“Relation” in Aristotle’s Categories

Something that gets translated as “relation” (ta pros ti, literally “the toward something”) is one of the ten categories Aristotle discusses in the Categories, which was traditionally treated as a kind of introduction to Aristotelian logic, and indeed to Aristotle’s thought as a whole.

In the order of the sciences laid out by al-Farabi, for instance, I believe the Categories is treated as a source of primitive definitions along the lines of the definitions with which the systematic development of Euclid’s Elements of Geometry begins. This is to substitute a very different — straightforwardly deductive — method and pedagogy for Aristotle’s own more fluid approach. See Demonstrative “Science”?.

Plato and Aristotle devoted extraordinary attention to questions of definition, and in doing so greatly devalued the importance of any assumed definitions.

Aristotle always recommended that we begin with that is more familiar and close at hand, and then expect our beginning to be substantially modified as we move toward what is clearer and more intelligible. This is the original model for Hegel’s logical “movement”.

The “what is toward something” of the Categories is quite simply not equivalent to more modern notions of “relation” — neither to its use in Kant and Hegel, nor to its mathematical use. Whether in Kant or Hegel or in mathematics, relation in the modern sense is fundamentally bi-directional. If a has a relation R to b, then b by definition has a relation R-inverse to a. In the same sense in which Hegel points out that the positive and negative signs on numbers assigned to measure, e.g., physical forces, can be systematically reversed without changing the physical meaning, any directionality in relations in the modern sense is a superficial matter of setup, and not anything deeply meaningful.

On the other hand, Aristotle’s “what is toward something” has an irreducibly directed (i.e., unidirectional) character. If x is oriented “toward” y, it does not follow that y must have a corresponding inverse orientation toward x. The semantics of x‘s “being toward” y imply a material dependency of x on y, and thus implicitly a kind of subordination of x to y.
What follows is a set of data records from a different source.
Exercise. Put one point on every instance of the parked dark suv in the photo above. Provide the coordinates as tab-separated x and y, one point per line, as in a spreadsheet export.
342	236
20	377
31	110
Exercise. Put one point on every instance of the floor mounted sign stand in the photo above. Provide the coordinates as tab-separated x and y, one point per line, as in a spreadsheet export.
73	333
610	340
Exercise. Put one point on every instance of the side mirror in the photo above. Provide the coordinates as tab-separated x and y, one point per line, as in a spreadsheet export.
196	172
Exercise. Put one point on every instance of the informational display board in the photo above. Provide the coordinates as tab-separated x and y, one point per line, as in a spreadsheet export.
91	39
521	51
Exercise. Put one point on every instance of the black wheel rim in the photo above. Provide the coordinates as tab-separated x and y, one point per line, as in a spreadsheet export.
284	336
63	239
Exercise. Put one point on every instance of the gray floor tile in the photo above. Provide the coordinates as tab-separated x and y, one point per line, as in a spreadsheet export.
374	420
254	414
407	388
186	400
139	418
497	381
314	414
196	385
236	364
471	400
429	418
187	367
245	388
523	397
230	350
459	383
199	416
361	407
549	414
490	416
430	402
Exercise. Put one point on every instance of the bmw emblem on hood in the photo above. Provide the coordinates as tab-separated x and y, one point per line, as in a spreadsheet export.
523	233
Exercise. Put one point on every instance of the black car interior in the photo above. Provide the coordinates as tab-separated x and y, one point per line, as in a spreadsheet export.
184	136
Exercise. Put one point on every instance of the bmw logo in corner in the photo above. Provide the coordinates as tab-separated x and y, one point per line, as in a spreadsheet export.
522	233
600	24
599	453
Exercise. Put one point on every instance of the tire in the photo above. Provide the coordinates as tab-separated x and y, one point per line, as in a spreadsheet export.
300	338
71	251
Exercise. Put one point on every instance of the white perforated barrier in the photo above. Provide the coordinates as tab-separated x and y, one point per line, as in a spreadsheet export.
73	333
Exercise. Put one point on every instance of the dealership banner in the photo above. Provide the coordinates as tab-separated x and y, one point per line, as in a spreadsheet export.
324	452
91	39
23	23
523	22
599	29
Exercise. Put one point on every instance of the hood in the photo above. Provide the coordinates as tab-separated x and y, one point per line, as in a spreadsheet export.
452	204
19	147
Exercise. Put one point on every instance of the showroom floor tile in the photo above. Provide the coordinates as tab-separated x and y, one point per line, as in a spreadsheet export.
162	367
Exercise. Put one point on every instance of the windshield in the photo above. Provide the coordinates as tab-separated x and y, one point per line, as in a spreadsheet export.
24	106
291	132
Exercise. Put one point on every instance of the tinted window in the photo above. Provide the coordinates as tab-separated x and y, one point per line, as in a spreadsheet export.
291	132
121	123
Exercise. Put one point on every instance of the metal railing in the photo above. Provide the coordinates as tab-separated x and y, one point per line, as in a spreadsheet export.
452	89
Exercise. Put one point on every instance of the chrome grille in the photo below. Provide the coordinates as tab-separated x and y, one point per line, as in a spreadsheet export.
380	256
This is certainly an important kind of construct to have in our toolbox for explaining things, but it simply is not what is meant when Kant says we know phenomena in a purely relational way, or when Hegel adds that essence is purely relational. It would also be a serious error to assume that according to Aristotle, the subordinate or subordinating aspect of the pros ti category would apply to the different concept of “relation” used by Kant and Hegel (or to mathematical relations).

Once again, this whole confusion arises due to the influence of the Latin translation, in this case of pros ti by relatio. For Latin readers, relatio had not yet acquired the importantly different meanings that “relation” has in Kant and Hegel, or in the mathematical theory of relations pioneered by C. S. Pierce and Ernst Schröder. Thus its use did not create serious misunderstanding. But for a general modern audience, “relation” is a terrible choice to translate pros ti, for the reasons mentioned.

I think that Aristotle does also implicitly operate with a concept like that of “relation” in Kant and Hegel, but he does not give it a name, and it is certainly not the pros ti of the Categories. Rather, it comes into play in the way Aristotle uses notions like unity, diversity, identity, and difference.